In fact, there was a glitch in CoinMKT’s system which wouldn’t let users withdraw over $10,000 at a time, but Force already had already begun to rob R.P. According to the complaint, Force told his CoinMKT colleagues that R.P. had a “mental condition” and then instructed the company to freeze his account because the DEA was going to seize his assets. Ultimately, the virtual currency funds were transferred to Force’s personal Bitstamp account, and the cash went back to the DEA. In other words, R.P.—which might now stand for “Really Pissed”— got robbed of a quarter million dollars in illegally seized funds.
(R.P., if you read this, we hope you got your money back. Send us an email!)
4. Once Force knew he’d messed up, he tried to force a Bitcoin company to erase the evidence.
Bitstamp, a Slovenia-based Bitcoin exchange, flagged Force’s activity as suspicious several times, but each time, Force explained that he was a DEA agent and flashed his badge (via a scanned image). One thing that looked suspicious to Bitstamp was Force accessing their website using the identity-masking web browser Tor. “Don’t particularly want NSA looking over my shoulder :),” he explained by email.
According to the complaint, Force allegedly sent many of his ill-gotten Bitcoin to his Bitstamp account. At the beginning of May, the same month Force was questioned by the San Francisco-based prosecutors, he “emailed Bitstamp request[ing] they delete all transaction history associated with his account,” according to the complaint. (The complaint doesn’t say whether Bitstamp complied.)
5. Force and Bridges used information from an interview of a Silk Road administrator to rob the site.
After identifying a Silk Road administrator, Force and Bridges interviewed him about the technical aspects of how the site worked. According to the complaint, the Silk Road employee basically gave the agents the digital keys to the kingdom. In one of the craziest allegations in the complaint, after the interview, the keys were used to rob Silk Road of a “sizable” amount of Bitcoin. It appears the stolen Bitcoin was transferred to accounts in control of Force and Bridges. (The offline equivalent would be if two DEA agents found out where a drug cartel was stashing its cash and stole it for themselves.)
None of this malfeasance wound up coming out during the trial of Ross Ulbricht, who was found guilty of running the Silk Road, because it was the conduct of the Maryland task force, rather than the New York task force, which was running its own investigation. Ulbricht’s lawyer Joshua Dratel says it’s “scandalous” that this couldn’t be introduced during his client’s trial.
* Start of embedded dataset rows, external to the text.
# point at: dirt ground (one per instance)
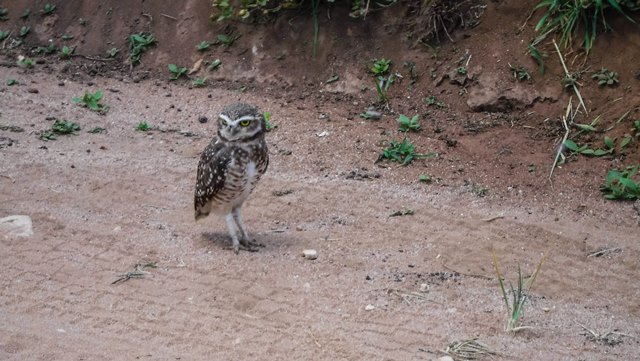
(383, 287)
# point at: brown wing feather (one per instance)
(211, 175)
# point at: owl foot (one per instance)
(236, 248)
(251, 243)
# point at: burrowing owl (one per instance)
(230, 167)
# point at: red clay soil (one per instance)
(383, 287)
Given the nature of Silk Road—an online drug marketplace that conducted its operations online and in virtual currency—Force’s trail of destruction was documented digitally along the way. E-mail records and Bitcoin’s blockchain played a significant role in his undoing. But not before he allegedly wound his way into the heart of the Bitcoin economy, and used his position to get in on the action.